一つ目はこの時計。ザシチズン。
シチズンといえば国産ではセイコーの2番手というイメージが強い。
しかしその技術力と財力は安定して強く、セイコーよりも健全な経営の元で個人ユーザーや卸店、時計店全てにフレンドリーなメーカーなのです。知り合いの熟練時計師さん達や若手時計師さんがこぞって勧めるメーカー。腕時計を芯から知る人が選ぶ。それがシチズンです。
現在のシチズンは豊かな財力の元、幅広く商品展開し、実は国内メーカーではとてつもなく飛び抜けた存在なのですが、それを大きくアピールすることなく、あえて国産2番手のポジションイメージを保っているように思えます。

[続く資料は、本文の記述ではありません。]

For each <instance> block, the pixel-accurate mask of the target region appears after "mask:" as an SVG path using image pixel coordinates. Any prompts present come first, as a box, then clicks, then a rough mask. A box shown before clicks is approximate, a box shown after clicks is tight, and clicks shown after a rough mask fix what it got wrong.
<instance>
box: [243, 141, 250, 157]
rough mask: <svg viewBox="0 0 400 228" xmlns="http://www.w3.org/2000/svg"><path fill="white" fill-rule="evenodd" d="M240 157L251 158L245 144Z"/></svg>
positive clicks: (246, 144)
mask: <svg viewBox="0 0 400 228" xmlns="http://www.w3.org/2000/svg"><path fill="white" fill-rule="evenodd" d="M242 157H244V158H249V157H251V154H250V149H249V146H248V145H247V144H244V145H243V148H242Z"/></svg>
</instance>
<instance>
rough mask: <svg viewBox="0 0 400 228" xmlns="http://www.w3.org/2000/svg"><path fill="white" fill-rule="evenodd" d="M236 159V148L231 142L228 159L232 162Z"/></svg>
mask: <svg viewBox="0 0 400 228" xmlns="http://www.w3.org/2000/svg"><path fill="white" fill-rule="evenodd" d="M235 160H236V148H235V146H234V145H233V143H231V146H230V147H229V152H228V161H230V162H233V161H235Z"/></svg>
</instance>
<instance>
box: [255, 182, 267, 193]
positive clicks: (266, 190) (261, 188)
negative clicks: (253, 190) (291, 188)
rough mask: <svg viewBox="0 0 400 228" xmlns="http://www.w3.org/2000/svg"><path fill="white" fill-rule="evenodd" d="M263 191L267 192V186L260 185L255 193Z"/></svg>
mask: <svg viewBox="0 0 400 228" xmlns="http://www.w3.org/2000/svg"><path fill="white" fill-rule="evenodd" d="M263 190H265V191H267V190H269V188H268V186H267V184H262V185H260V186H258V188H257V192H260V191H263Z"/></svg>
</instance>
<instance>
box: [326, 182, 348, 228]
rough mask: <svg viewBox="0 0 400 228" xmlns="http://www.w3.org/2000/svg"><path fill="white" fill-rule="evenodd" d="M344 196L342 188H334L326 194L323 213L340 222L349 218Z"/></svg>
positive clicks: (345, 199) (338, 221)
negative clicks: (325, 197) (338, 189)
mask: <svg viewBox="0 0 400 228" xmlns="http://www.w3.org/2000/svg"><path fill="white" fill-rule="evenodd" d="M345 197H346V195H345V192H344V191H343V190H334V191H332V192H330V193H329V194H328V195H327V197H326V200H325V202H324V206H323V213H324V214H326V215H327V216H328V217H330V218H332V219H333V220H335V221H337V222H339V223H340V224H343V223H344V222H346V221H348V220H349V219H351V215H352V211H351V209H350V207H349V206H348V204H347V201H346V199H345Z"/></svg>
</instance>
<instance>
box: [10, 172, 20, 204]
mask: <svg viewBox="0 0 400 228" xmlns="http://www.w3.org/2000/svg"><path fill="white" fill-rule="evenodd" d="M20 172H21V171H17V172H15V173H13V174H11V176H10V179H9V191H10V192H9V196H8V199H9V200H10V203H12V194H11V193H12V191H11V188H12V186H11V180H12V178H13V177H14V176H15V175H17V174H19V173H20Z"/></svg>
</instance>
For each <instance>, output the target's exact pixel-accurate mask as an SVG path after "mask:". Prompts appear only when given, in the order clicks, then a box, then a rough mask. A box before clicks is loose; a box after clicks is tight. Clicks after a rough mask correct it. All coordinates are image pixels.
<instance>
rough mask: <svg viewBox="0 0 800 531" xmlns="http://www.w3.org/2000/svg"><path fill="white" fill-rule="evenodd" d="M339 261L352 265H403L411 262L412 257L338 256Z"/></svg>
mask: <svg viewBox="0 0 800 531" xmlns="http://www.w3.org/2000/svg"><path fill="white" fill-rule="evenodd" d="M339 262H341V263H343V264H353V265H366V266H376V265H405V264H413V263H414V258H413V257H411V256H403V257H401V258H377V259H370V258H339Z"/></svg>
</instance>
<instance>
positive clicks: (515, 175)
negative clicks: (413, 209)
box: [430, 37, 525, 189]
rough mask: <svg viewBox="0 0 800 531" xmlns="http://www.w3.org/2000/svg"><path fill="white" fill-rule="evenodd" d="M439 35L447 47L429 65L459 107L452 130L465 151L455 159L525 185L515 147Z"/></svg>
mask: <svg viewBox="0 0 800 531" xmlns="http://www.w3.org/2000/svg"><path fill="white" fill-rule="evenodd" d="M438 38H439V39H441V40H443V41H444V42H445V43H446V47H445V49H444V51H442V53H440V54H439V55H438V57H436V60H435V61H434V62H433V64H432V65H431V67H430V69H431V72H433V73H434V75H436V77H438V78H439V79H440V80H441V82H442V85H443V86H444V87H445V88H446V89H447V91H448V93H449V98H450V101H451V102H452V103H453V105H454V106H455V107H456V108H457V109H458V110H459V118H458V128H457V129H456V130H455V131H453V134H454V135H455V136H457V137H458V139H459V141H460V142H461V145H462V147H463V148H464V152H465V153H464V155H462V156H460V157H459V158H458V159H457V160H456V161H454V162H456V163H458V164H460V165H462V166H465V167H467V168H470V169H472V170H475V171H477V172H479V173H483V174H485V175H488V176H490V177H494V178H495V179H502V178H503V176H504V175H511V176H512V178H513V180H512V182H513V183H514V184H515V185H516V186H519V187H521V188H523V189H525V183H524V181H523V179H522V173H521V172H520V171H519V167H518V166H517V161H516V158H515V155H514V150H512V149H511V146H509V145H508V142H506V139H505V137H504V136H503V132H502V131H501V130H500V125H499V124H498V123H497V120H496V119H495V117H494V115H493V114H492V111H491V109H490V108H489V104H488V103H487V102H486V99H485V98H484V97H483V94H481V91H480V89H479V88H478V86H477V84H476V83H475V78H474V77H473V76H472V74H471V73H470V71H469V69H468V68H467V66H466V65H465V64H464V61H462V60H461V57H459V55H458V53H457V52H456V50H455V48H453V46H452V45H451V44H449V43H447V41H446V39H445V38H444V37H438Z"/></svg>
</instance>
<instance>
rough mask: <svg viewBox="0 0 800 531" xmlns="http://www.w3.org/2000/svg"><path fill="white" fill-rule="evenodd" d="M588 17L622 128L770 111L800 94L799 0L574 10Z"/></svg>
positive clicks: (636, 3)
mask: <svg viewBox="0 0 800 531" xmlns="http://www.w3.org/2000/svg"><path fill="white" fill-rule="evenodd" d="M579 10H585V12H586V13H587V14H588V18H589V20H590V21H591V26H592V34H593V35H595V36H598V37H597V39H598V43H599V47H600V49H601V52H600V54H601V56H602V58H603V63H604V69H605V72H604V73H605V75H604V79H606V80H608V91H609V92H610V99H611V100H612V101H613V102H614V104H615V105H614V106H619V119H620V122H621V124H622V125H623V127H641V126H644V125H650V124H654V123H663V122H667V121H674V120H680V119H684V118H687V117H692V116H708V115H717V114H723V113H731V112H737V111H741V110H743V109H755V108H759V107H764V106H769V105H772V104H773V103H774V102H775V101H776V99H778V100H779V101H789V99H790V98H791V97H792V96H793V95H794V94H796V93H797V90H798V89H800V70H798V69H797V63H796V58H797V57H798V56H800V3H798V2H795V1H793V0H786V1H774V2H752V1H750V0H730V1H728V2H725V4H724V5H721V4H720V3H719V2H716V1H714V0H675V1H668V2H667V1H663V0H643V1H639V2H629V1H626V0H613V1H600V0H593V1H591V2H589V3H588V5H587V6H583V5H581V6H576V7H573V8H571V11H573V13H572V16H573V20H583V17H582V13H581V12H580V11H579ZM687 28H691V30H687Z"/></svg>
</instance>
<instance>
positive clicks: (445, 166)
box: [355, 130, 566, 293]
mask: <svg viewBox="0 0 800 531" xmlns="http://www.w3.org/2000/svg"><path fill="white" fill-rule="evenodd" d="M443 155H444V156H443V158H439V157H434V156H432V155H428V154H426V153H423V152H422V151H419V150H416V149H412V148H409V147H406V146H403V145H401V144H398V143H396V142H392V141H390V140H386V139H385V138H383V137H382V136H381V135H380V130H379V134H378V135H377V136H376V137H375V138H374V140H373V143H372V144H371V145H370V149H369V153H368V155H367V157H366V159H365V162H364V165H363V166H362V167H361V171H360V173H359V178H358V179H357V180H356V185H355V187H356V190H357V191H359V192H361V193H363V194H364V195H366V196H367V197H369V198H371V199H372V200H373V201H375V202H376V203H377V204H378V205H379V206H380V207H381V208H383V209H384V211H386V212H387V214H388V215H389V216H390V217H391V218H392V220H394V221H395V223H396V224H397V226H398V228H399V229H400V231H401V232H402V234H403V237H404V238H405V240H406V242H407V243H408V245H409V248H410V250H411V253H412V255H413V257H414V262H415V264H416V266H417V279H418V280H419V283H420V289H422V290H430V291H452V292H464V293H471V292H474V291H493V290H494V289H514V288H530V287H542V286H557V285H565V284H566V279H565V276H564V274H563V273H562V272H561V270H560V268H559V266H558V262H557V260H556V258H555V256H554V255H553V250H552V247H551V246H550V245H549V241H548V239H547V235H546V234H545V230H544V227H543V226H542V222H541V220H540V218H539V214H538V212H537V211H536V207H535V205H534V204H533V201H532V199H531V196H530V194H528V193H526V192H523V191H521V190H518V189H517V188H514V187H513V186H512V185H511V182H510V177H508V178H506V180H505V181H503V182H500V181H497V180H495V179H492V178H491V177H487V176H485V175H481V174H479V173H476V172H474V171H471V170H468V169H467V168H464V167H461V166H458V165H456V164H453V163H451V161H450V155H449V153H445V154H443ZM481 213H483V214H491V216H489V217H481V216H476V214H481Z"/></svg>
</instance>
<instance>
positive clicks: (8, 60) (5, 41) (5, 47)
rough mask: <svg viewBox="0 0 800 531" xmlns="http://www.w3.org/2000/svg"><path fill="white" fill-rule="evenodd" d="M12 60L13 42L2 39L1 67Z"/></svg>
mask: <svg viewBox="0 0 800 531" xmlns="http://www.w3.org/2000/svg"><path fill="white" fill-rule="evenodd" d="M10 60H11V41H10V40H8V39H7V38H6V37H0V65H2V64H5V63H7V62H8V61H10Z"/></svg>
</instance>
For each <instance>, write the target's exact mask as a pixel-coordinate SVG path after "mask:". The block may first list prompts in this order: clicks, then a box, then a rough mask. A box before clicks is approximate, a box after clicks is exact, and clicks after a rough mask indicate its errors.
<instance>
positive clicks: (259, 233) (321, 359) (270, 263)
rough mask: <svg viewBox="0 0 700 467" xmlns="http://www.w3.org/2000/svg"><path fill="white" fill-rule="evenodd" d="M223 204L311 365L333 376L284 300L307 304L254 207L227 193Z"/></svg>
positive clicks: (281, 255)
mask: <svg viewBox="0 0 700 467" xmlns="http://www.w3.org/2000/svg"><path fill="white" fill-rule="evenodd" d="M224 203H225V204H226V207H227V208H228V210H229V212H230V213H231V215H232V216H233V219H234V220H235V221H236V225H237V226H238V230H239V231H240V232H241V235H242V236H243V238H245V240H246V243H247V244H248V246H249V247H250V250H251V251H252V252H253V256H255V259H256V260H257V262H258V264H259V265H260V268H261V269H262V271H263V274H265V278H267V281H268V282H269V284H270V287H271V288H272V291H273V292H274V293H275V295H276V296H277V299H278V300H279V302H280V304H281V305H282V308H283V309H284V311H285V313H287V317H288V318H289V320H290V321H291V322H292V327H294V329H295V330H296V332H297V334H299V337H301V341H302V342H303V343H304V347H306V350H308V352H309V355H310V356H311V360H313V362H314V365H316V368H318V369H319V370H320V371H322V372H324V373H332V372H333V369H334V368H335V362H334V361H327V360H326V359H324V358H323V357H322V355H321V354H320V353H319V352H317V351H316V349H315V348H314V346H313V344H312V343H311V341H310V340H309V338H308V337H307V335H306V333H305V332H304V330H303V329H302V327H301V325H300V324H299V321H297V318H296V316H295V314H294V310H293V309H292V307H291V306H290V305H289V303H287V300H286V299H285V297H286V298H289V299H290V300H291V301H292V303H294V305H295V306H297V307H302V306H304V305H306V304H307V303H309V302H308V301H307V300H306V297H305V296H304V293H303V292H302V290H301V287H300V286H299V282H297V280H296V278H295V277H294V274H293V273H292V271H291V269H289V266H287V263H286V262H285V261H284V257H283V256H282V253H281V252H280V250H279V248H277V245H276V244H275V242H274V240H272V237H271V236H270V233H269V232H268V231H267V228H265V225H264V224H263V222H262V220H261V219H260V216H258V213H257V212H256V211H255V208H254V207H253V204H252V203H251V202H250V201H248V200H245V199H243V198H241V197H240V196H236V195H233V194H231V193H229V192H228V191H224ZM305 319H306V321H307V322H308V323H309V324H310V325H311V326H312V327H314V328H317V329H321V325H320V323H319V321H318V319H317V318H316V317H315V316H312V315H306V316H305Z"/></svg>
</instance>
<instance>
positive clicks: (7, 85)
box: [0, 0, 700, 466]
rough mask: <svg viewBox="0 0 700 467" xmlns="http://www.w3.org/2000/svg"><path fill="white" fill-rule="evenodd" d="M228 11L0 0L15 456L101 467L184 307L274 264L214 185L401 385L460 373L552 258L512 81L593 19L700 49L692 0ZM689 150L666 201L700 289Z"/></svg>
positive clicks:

理由はよくわかりませんが。
さて、このザシチズンは1995年ものです。
永久修理保証を盾にガラスが割れたザシチズンの写真を全面に衝撃的な広告写真で現れました。先行したグランドセイコーに対抗?そうだったかもしれません。しかし当時、腕時計一生モノで描かれた腕時計ブーム創世記に永久修理保証というのは画期的でした。しかもクオーツです。これはグランドセイコー でさえ明言できていません。
質素な顔、質素なロゴ、純白の文字盤、20年以上経っても変わらぬ高精度。実に素晴らしいです。和の時計とはこういうものを言うんじゃないかと僕は思います。
「お客様がこの時計をお持ちになっている限り…」
メンテナンスの返書に書かれたこの一文が嬉しい。